A design flaw in Google Cloud Build has been discovered that could potentially allow attackers to escalate privileges and carry out supply chain attacks, according to research conducted by Orca Security. This flaw, named “Bad.Build” by Orca, is a privilege escalation issue that could enable an attacker with access to a victim’s Google Cloud Build environment to exploit default permissions and gain access to code repositories and images in Google Cloud’s Artifact Registry. With this access, the attacker could manipulate code in the victim’s software development environment, leading to a supply chain attack that could impact the victim’s customers.
The flaw was uncovered by Orca during an investigation into the setIamPolicy API call request, which is used in the Google Cloud Platform (GCP) to set different user and group roles. Orca’s security researcher, Roi Nisimi, who discovered the issue, explained in a blog post that whenever the API call is made, “the full Project’s permissions are included in the Message Body Request, not just the ones we edited.” This information is highly valuable for attackers as it simplifies lateral movement and privilege escalation within the environment. Knowing which actions can be performed by each GCP account is akin to finding a crucial piece of the puzzle needed to launch an attack. If this permission map were to fall into the wrong hands, the consequences could be extremely dangerous.
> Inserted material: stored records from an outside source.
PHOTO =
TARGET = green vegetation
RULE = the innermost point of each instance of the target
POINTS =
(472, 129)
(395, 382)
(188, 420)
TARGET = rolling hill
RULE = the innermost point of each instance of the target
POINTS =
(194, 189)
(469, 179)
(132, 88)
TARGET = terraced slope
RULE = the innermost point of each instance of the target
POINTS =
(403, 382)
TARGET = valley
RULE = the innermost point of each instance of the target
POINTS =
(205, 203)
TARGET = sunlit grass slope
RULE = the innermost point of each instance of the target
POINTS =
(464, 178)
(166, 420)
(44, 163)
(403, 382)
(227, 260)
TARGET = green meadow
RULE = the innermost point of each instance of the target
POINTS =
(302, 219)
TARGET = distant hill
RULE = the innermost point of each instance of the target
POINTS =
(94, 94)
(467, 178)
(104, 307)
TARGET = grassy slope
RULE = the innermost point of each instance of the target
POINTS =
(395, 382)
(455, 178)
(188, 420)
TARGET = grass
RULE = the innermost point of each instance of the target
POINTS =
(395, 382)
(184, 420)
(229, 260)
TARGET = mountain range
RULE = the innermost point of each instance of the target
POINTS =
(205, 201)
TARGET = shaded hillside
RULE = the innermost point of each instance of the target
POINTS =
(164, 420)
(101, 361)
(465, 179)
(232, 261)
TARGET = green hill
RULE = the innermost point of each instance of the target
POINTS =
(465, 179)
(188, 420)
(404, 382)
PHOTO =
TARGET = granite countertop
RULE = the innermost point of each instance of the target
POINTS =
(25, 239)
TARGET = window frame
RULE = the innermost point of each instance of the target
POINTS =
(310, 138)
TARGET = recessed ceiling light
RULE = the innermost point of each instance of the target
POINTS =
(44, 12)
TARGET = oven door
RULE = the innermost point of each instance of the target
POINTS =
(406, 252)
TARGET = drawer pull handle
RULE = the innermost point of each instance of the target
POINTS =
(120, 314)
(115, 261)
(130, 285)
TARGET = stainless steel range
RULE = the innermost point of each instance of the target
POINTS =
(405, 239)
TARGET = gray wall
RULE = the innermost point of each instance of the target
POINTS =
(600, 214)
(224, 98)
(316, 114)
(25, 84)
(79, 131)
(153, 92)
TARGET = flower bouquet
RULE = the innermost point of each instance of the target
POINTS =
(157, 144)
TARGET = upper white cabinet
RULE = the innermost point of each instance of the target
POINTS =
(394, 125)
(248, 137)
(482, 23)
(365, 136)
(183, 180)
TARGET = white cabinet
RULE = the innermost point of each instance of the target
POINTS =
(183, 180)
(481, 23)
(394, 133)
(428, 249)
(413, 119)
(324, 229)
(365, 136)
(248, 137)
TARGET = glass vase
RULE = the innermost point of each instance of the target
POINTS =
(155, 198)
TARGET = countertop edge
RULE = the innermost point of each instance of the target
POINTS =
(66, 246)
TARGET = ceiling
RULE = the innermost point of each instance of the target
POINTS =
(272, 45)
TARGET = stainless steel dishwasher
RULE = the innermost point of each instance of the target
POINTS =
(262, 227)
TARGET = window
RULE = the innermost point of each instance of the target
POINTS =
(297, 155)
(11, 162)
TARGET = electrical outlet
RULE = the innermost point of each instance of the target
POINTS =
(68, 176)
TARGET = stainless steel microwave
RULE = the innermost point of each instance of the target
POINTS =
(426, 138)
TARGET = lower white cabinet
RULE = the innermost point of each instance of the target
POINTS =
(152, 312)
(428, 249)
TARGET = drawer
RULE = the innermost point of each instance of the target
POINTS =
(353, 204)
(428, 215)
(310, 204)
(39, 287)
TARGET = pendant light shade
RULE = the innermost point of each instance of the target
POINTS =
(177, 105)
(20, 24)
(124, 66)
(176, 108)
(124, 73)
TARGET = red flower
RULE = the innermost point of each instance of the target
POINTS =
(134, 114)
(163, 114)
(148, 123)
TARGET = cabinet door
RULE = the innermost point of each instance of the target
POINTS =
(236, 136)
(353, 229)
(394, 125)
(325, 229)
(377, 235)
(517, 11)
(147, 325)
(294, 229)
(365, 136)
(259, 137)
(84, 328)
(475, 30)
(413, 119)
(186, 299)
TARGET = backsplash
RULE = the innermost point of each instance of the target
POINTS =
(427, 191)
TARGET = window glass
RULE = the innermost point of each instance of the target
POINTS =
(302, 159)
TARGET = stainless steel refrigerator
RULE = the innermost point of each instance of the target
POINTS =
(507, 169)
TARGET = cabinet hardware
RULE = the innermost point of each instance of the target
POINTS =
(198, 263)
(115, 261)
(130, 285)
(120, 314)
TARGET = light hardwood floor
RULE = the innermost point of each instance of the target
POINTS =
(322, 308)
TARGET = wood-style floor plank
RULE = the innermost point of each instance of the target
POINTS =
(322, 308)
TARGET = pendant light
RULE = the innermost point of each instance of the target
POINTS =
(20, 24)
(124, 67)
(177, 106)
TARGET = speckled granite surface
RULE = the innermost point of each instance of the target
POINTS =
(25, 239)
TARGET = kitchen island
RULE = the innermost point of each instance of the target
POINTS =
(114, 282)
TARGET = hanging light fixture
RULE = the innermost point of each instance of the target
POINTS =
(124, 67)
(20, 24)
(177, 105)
Nisimi highlighted that one of the roles that the API call can list through a logging.privateLogEntries.list action is roles/cloudbuild.builds.builder, which is the default role assigned to a Google Cloud Build service account. By using just three lines of code and a cloudbuild.builds.create permission, which is possessed by multiple developer roles, an attacker could gain unauthorized access to code repositories used in software development. For more technical details, the complete findings are available in Orca’s blog post.
Upon being informed about the Bad.Build flaw, Google’s security team initiated an investigation into the issue and implemented a partial fix. However, this fix does not fully address the privilege escalation vector. The blog post from Orca mentioned that the Google Security Team chose to keep the default permissions of the Google Cloud Build service account unchanged, except for the logging.privateLogEntries.list permission. They stated that these default permissions support the most common development workflows and emphasized that customers are responsible for restricting access for more advanced scenarios. Nisimi indicated that even with the partial mitigation in place, the flaw remains fully exploitable.
Nisimi and Orca advised organizations to carefully monitor the activity of the default Google Cloud Build service account and follow the principle of least privilege to minimize the risk associated with this vulnerability.
In response to the issue, a Google spokesperson informed TechTarget Editorial that the company had established a vulnerability rewards program specifically designed to identify and address vulnerabilities such as this. The spokesperson expressed gratitude for Orca’s participation in the program and the broader security community’s efforts. Google has incorporated a fix based on the report provided by Orca, as outlined in a security bulletin issued in early June.
This discovery highlights the importance for organizations to prioritize security measures and regularly assess potential vulnerabilities in their cloud environments. As cloud services continue to play a significant role in modern business operations, it is crucial for organizations to remain vigilant in their efforts to protect sensitive data and prevent system compromise.